I took a crack at that this week. I was going for a one-pot-wonder version of Thanksgiving. And of course the pot in question would be a cast iron skillet. We picked out two cute little Cornish Game Hens and I added baby white, redskin, and purple potatoes, carrots, celery, one onion cut into cubes, garlic cloves, butter, and rosemary. What you can’t see from the photo is that I lined the skillet with bacon, and added a few tablespoons of butter. I topped it with freshly cracked black pepper and my favorite applewood smoked salt. Surely this would be a show stopper.
I roasted it in my cast iron skillet for an 1.5 hours at 350 degrees – and it was still pretty cute. Just like a real chicken, only smaller and cuter. Perfect for the tiny house community, right? The simplicity of a dish like this really appeals to me. To bad it just tasted like chicken.
Roasted Cornish Hens with Vegetables
Maybe if it were served with a salad of micro-greens and baby tomatoes?
For dessert, how about these insanely adorable individual pumpkin cakes from the Preppy Kitchen on YouTube?
However, assuming you and I might like to do something besides petting pumpkin cakes during the week leading up to the feast… I’ll pass.
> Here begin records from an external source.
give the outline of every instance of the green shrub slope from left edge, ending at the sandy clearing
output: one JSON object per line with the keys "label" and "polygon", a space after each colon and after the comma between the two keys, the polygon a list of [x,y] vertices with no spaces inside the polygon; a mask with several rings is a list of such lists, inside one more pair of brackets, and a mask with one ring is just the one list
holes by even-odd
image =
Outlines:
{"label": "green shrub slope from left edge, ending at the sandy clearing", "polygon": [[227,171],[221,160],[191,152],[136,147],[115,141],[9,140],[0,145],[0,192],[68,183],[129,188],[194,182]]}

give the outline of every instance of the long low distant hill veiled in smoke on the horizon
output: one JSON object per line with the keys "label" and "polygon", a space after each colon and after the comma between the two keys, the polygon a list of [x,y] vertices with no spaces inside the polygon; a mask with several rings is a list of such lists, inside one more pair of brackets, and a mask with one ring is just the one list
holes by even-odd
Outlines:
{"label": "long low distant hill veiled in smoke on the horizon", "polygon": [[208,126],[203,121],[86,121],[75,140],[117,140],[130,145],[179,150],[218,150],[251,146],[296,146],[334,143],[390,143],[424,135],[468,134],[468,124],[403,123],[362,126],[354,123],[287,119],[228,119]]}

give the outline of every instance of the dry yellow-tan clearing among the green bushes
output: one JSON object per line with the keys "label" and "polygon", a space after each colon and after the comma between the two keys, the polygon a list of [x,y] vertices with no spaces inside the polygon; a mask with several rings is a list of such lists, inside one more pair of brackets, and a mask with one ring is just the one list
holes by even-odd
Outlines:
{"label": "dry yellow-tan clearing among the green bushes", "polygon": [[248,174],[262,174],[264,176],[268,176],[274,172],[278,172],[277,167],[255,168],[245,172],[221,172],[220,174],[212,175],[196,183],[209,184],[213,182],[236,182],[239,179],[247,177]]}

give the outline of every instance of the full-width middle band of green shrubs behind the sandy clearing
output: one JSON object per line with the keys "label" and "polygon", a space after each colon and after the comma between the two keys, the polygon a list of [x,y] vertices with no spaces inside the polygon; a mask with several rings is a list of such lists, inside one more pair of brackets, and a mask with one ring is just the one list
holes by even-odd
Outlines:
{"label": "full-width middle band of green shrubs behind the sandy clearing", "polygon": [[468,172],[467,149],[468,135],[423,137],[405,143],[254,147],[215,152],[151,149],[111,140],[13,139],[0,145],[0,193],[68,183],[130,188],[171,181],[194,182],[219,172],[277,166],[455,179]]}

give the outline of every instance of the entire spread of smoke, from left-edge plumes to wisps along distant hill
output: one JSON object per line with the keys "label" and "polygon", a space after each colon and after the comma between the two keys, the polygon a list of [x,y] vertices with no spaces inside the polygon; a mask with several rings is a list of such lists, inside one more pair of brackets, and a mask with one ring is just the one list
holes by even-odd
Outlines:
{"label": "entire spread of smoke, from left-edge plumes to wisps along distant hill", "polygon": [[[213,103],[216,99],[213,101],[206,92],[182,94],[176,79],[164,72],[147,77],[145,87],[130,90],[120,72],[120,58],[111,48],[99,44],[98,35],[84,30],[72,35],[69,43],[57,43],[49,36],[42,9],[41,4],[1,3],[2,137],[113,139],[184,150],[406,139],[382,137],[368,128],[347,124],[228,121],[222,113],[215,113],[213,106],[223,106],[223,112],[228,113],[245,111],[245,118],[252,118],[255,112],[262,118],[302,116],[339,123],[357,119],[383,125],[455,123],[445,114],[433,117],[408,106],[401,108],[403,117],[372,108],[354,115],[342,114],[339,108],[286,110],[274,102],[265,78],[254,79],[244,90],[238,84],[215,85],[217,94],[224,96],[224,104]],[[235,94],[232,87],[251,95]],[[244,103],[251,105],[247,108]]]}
I *might* consider making one pumpkin cake made in a full size bundt pan . . . but making those little individual guys? Yeah. Not happening at my house. Adorable though. Like bang-my-head-against-the-wall adorable. Sometimes bigger is better. Wait… did I just say that in the tiny house community? I don’t conform well.
Xaver and I went tiny in the fall of 2014 and we loved our cute little mortgage-free house. It was so cozy and liberating! Then November rolled around and that’s the one time of the year that I want apple pie. And as I looked around at my adorable tiny house… the cold hard reality sank in. A) There wasn’t room for making pastry. B) There wasn’t a reliable oven that could safely bake a pie for an hour and C) do you have any idea how big a little mess is in a tiny house?! And that’s when I got grumpy. This is the point in the story when my handsome Austrian husband nods and says “so true” and everyone laughs. Buggaheads. lol!
That year my “Attitude of Gratitude” was parked on the shoulder of the freeway with everyone else zooming past. None of it was cute anymore and I just felt poor. Did I mention grumpy?
I was a happily married woman with no mortgage, taking life on my own terms. And I was wasting my energy feeling poor? Yeah. No! That’s when I learned that it’s simple enough to ask a friend if I can come to their house and bake apple pies. Who would say no to that?! I’ve made apple pies at our favorite AirBNB in Norfolk – the host happened to be out of town at the time. I knew he wouldn’t mind finding the homemade apple pie in the freezer when he got home. I didn’t know about the Breville Smart Oven Air at the time, and that would have cleared up my self pity laden, poverty stricken, painful little pie problem. It’s starting to sound like a rash.
I even made pies in the church kitchen for a group of homeless folks. That experience gave me something I sorely needed: perspective. And then I grew some gratitude. Gratitude is powerful stuff.
I slowly began to realize that living tiny wasn’t about sacrifice and denying myself things I enjoyed. It WAS, however, about embracing purposeful simplicity. The more I embraced simplicity, the more our house that just happened to be tiny became our haven-home. A few years later my “aha moment” was that a tiny house can’t change your life, a house doesn’t have that kind of power. However, Simplicity changes everything. The more you embrace Simplicity, the more your house (whatever size it is) becomes your haven-home.
Smaller is still better unless we are talking about OCD mini pumpkin cakes. Those are just ridiculous.